Bypass Security APIs

We were particularly surprised at how common it was for Angular developers to make use of the bypassSecurityTrust family of APIs. These API are built to specifically disable the aforementioned contextual output encoding strategies that help prevent XSS. Use of these API was most common in the context of an Angular Pipe. Pipes are used within Angular attribute expressions to transform data before exposing it within the view. This is a particularly dangerous practice as this may introduce XSS, depending on the original source of the data. If the source of the data passed through these pipes comes from location.hash, for example, then we have a valid XSS vulnerability. Understanding where the data is coming from is becoming increasingly difficult with the enterprise-like growth of front-end framework abstractions. Users beware!
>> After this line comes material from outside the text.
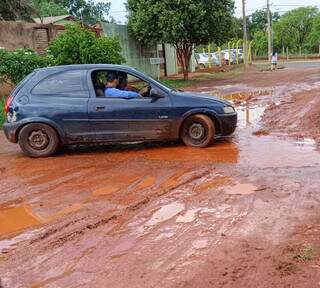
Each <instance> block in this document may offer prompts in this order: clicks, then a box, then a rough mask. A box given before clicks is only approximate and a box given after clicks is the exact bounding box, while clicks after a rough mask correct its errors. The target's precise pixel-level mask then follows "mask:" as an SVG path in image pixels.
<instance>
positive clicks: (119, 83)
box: [117, 72, 139, 93]
mask: <svg viewBox="0 0 320 288" xmlns="http://www.w3.org/2000/svg"><path fill="white" fill-rule="evenodd" d="M118 75H119V85H118V86H117V88H118V89H120V90H125V91H133V92H137V93H139V90H138V89H137V88H135V87H133V86H130V85H128V75H127V73H124V72H119V74H118Z"/></svg>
@Pipe({ name: ‘trustHtml’ })

export class TrustHtmlPipe implements PipeTransform {

     constructor(private sanitizer: DomSanitizer) { }


     transform(value) {

          return this.sanitizer.bypassSecurityTrustHtml(value);




Dynamic Component Construction

I’ll admit, this one was truly unexpected. After 15+ years in this space, it is bittersweet to still be surprised in this way. TypeScript, the language used by Angular, is statically type. As such, I made some (incorrect) assumptions about what could and could not be done in the front-end. It turns out that Angular provides developers with the ability to dynamically compile and expose components at runtime given a template string. There’s even a detailed Stack Overflow article describing how this can be done. Angular contains an internal Compiler API that can be programmatically invoked under certain circumstances. Now imagine a scenario that the template string passed to this internal Compiler API were in part controlled by a malicious hacker. Game over – the hacker would have full control of the browser environment with the ability to perform any action as could be performed by the original Angular code. Please be mindful of this pattern! Really ask yourself if such a capability is necessary.

function compileComponent(template: string) {

     @Component({ template: template })

     class DynamicComponent implements AfterViewInit {

          // redacted implementation


     return DynamicComponent;




Gone are the days when we would write code like $(element).html(…) (we still love you jquery!). Rich front-end frameworks like Angular have dramatically changed the landscape of development, improving security along the way. While it is certainly possible to introduce vulnerabilities through mis-use of Angular API, but you really have to go out of your way to do so. This trend will continue as new libraries and frameworks are built. Security is in the forethought of open source developers, and this is evident in the default behaviors and capabilities of their work.